Letterman interrupted Pekar, likening his performance to that of an ungrateful houseguest. “I don’t know what motivated him to try and stop me,” Pekar told Extra!. “Maybe he was trying to keep it from getting too serious. He’s an okay guy…. He has backed NABET and made his little digs at GE. But I told him on the air that although he makes his cutesy jokes about Wright’s toilet habits, he can’t really say what’s important.”


AIM’s Love Affair With GE

The misnamed Accuracy In Media (AIM), which has a history of bashing aggressive journalists, has long had a soft spot for media owners. But rarely has AIM been as openly affectionate as with GE chairman John Welch. AIM’s June newsletter said that Welch “showed himself to be very friendly to AIM” at GE’s annual meeting, where AIM proposed that NBC hire an ombudsman to filter out Communist propaganda on NBC News.

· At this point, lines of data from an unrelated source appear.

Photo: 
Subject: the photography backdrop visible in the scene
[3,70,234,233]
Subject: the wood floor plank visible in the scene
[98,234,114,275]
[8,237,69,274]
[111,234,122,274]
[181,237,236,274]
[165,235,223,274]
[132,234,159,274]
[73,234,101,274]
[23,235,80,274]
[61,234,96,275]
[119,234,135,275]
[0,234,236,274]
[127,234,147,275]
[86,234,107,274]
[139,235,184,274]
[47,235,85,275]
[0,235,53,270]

AIM chairman Reed Irvine claims that, before the meeting, Welch commended Irvine for his performance on the Phil Donahue Show about the Amerika miniseries. During that program, Irvine suggested that Walter Cronkite and former CIA Director Bill Colby were soft on Communism, praised Reagan’s Star Wars scheme, attacked arms control, asserted that the Soviets supported all the kidnappings and terrorism in the Middle East, said that the Russian czar only executed 17 persons a year and claimed that he’d spoken to Vietnamese who said they would have preferred an atom bomb dropping on them than a Communist victory.

At the shareholders meeting, Welch invited Irvine to a private confab in Welch’s office for a “full discussion of NBC.” Near the end of July, Welch and Irvine met over lunch. Said one AIM staffer, “Mr. Welch is a fan of AIM.”